ヨコミネ式 保育のコツ。『4つのスイッチ』

ヨコミネ式 保育という言葉を聞いたことはありますか?

フィギュアスケートの紀平梨花選手がヨコミネ式保育で育ったことで有名です。この教育法は、プロゴルファー横峯さくら選手の伯父である横峯吉文氏が提唱しました。日本全体には400か園以上のヨコミネ式の保育所があるそうです。

私の勤めている保育園はヨコミネ式ではありません。

 

最近、ヨコミネ式を実践されている保育士さんを園に招き、ディスカッション形式の研修を行いました。その研修で、いくつか気になった点があったのでヨコミネ式保育の本を読んでみることにしました。

ヨコミネ式=運動特化型保育(スパルタ)

という固定概念を持っていましたが、実際は違うみたいです。

ヨコミネ式の特徴

・逆立ち歩きができる
・跳び箱10段が跳べる
・文字の読み書きができる
・1.8kmのマラソンを走る
・そろばん1級に合格
・英検3級に合格
・絶対音感が身につく

これだけ読むと、小学校入学前の子どもたちの話とは思えません。英才教育の教育方法なんだろうという印象を持ちながら、本を読み進めてみましたが、保育園の環境構成やカリキュラムが他の保育園とは大きく違います。

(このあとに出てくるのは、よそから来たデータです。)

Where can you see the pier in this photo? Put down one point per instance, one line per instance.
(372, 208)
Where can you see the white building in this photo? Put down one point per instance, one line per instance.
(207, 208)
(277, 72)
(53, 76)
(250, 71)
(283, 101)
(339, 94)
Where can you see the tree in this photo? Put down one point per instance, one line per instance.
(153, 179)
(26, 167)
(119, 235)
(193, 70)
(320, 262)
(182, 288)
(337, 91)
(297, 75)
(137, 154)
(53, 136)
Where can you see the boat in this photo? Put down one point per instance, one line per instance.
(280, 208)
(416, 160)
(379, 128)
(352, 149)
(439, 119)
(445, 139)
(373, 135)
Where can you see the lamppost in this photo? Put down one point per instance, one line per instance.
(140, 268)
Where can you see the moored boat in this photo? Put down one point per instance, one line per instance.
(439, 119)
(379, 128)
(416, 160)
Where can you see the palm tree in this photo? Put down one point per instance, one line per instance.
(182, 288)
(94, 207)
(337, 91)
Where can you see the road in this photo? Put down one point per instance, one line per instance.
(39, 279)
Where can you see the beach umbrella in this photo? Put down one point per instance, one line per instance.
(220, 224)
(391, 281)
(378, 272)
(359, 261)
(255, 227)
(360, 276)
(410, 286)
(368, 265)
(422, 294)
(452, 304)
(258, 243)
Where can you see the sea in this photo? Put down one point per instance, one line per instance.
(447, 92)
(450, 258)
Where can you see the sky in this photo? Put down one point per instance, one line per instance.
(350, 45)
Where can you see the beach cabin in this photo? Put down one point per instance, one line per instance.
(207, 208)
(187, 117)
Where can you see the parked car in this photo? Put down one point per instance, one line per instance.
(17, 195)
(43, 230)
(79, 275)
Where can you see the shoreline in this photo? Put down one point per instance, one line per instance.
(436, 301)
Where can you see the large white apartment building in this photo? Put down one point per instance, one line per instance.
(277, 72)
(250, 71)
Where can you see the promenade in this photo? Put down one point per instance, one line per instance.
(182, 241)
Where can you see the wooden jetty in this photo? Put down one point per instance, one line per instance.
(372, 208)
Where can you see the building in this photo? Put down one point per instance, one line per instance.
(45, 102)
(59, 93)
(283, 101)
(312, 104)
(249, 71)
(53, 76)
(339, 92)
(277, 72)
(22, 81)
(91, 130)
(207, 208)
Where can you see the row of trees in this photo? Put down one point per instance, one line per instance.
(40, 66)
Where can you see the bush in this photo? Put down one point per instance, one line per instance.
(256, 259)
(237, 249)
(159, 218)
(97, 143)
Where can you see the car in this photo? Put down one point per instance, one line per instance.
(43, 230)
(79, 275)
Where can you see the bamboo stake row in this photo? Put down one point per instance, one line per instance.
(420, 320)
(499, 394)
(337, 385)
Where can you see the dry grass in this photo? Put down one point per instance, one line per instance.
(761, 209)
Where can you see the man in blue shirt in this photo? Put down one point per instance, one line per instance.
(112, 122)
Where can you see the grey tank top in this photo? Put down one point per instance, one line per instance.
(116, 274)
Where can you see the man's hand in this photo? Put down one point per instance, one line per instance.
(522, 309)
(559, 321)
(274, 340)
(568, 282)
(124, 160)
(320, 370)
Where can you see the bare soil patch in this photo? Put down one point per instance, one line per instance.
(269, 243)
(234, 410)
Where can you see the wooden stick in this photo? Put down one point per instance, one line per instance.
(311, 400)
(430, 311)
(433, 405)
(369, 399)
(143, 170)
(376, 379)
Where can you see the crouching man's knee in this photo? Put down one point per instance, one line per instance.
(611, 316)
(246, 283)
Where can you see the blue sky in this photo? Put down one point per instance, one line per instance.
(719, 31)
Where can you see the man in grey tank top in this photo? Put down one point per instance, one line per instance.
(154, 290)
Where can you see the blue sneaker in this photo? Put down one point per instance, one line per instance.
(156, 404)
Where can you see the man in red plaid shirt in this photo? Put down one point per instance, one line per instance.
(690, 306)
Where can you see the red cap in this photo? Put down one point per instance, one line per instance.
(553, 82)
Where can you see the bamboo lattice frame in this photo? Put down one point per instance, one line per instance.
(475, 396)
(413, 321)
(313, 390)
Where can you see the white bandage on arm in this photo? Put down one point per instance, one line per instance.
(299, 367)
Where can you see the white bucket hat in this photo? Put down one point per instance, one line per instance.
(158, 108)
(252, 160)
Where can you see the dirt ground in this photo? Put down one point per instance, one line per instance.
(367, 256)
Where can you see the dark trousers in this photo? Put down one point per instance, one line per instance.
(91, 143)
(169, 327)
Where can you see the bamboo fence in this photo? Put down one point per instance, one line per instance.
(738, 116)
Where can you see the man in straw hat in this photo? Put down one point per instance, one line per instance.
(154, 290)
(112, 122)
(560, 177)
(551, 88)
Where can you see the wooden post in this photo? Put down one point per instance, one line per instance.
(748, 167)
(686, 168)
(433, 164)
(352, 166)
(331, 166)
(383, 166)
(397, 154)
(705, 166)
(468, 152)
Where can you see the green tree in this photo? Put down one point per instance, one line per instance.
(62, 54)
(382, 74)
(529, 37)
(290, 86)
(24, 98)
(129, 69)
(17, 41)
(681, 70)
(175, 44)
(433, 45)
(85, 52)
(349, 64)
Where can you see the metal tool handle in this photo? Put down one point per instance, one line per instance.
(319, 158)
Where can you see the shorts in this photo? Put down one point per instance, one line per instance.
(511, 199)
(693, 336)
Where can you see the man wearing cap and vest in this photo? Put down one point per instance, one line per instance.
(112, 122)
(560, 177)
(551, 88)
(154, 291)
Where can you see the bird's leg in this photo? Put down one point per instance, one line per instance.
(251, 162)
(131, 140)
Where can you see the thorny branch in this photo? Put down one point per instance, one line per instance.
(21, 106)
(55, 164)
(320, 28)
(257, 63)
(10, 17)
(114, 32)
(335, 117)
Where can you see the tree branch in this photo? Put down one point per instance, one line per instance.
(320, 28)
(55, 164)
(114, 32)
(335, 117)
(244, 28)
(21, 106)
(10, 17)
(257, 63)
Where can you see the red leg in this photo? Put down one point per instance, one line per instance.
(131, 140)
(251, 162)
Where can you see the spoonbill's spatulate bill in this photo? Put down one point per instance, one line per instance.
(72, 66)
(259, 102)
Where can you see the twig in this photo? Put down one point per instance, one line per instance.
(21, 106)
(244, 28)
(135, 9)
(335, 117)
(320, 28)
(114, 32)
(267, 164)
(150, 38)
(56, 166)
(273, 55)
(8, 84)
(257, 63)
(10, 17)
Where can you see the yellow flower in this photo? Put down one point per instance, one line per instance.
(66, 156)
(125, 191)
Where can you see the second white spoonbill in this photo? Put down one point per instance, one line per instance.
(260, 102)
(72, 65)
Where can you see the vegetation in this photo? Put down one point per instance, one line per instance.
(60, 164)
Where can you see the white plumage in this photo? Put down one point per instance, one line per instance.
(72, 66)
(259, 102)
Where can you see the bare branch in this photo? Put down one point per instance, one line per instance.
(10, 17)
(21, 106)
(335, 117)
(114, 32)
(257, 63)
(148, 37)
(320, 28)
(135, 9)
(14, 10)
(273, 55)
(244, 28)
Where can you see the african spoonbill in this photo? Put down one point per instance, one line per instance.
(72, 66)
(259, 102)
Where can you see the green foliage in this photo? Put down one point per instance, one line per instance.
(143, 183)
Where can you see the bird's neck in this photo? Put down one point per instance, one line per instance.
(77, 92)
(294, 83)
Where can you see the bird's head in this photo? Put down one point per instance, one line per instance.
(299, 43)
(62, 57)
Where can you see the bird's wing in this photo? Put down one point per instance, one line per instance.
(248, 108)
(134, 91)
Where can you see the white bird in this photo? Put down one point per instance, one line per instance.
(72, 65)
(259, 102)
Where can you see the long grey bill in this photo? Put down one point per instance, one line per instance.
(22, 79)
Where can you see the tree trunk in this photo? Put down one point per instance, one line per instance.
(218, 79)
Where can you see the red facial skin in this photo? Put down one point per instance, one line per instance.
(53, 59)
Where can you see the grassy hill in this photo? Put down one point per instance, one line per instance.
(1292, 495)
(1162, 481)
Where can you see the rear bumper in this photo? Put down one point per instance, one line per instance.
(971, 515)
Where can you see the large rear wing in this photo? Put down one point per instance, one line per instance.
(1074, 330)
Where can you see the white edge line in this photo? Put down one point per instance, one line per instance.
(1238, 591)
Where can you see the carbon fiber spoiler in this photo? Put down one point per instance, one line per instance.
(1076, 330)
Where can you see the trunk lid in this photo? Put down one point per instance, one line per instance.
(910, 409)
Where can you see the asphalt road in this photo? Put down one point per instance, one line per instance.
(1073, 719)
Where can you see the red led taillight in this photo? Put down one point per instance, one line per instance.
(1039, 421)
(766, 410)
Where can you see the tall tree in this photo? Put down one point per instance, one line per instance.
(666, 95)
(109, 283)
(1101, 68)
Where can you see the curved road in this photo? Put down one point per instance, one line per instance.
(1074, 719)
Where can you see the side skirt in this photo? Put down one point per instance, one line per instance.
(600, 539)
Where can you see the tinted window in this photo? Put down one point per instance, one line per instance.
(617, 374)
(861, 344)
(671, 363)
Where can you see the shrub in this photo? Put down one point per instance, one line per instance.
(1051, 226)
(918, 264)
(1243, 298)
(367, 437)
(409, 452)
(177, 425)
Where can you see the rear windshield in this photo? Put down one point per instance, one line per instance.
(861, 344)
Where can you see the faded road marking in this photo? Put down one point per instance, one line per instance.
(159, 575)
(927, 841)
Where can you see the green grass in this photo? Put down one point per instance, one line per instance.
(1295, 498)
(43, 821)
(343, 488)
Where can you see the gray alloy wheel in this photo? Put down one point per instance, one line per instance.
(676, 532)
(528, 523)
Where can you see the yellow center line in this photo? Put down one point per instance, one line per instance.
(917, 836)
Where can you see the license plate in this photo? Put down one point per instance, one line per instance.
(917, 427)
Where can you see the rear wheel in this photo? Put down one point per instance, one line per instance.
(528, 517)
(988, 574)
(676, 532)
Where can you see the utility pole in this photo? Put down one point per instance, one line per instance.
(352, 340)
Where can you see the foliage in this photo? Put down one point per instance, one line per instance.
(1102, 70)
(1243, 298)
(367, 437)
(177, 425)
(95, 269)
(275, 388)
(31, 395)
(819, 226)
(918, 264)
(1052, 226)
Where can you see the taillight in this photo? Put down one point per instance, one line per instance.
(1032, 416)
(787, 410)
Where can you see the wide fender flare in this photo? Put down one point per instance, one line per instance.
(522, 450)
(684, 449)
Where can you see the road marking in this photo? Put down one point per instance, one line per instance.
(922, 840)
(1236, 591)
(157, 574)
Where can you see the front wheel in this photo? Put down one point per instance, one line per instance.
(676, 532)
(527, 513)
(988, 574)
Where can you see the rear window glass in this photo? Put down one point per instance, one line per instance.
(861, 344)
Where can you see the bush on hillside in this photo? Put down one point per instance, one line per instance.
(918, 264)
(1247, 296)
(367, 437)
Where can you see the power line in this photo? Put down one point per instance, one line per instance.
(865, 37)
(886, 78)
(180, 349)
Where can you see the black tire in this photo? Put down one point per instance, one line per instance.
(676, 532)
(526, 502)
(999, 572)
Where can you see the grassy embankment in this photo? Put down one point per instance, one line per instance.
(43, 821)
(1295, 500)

簡単に紹介すると、保育園での活動は、毎日、読み・書き・計算・運動などを20分ずつ取り組んでいるそうで、毎日の繰り返しで習慣付けることを大事にしているそうです。
ただし、子どもたちが自ら『やりたい』と思えるように仕掛け作りに力を入れ、『遊びながら学ぶ』ことを重視します。

『大人が教えたらやりたくなくなる』

『教える必要はなく、手本を見せる。認める。』

というような言葉が何度も出てきていました。子どもの自主性を大事にしていることがわかります。

ヨコミネ式の『4つのスイッチ』

1,子どもは競争したがる
2,子どもは真似したがる
3,子どもはちょっとだけ難しいことをしたがる
4,子どもは認められたがる

ヨコミネ式保育が大事にしている、子どもをやる気にさせる4つのスイッチを紹介していきます。

 

1,子どもは競争したがる

⇒『あの子のようになりたい』『あの子に勝ちたい』という気持ちが原動力で、あえて順位付をするそうです。勝つ、負ける体験を大事にして子どものやる気に繋げます。負け続ける子がいる場合は、ハンディキャップを用意することで勝つ体験ができる。

 

2,子どもは真似したがる

⇒子どもが真似をするのは本能。あんな風になりたいという気持ちを大事にして、大人が見本を見せたり、子ども同士で見本を見せたりします。『教える』ではなく、自ら真似をしたがる工夫が大事。

 

3,子どもはちょっとだけ難しいことをしたがる

⇒簡単すぎると飽きる。難しすぎると挑戦しない。子どもは難易度を見抜くことに長けており、達成できないことはやらない。簡単すぎず、難しすぎない程度の課題は夢中になって取り組む。

 

4,子どもは認められたがる

⇒『赤ちゃん扱い』はせずに、『お兄さん・お姉さん扱い』する。褒めることよりも認めてあげる方が大事で、子どもが『認められた』と思える仕掛け作りが大事。

 

このヨコミネ式の4つのスイッチは、横峯吉文さんの子どもの捉え方のセンスが表れていると思います。保育士の皆さんは『たしかに!』と共感される方が多いのではないでしょうか。子どもと接する人が感じている感覚的な関わり方のコツを言葉に替えて、保育方法として形にしているためスッと理解しやすい内容です。

本の中には、4つのスイッチ以外にも、具体的な保育方法など書かれていましたが、今回は4つのスイッチのみの紹介にしておきます。

 

他の保育から見たヨコミネ式保育

私の勤めている保育園の考え方と比べた視点で見ると、子どもの主体性を大事にした視点など重なる点が多くありました。

1番の違いを挙げるとしたら、伸ばそうとしている子どもの能力の違いだと思います。もちろん、読み・書き・計算・運動・音楽など、あのレベルまで子どもの能力を引き出せるのは素晴らしいことだと思いますが、私の勤めている園では、他者と関わる力や自ら考えて行動する力、創造性など目に見えない点を特に大事にしています。

 

どちらが正しいと決めることはできませんし、どちらの保育も子どものことを考え抜いてできた保育のはずです。1つだけ、はっきりと言えることは、時代が変化し子どもの育つ環境も変化し、社会で必要とされる能力も変化しています。だからこそ、子どもの将来を見据えて保育も変化していくべきだということです。

今回、ヨコミネ式の保育を知り、自園の保育に生かせそうなヒントを沢山得ました。保育の良し悪しを決めつけず、良いところは吸収していけるような柔軟な保育園が子どもにとって最善の保育なのかもしれません。

本を読むまでは、ヨコミネ式=運動特化型保育(スパルタ)という固定概念を持っていましたが、結果的に学ぶことが多かったです。他の保育との交流や意見交換は、自園の見直しと新たな視点を生むことが分かりました。今後、本だけでなく、そういった機会を作っていけたらと思います。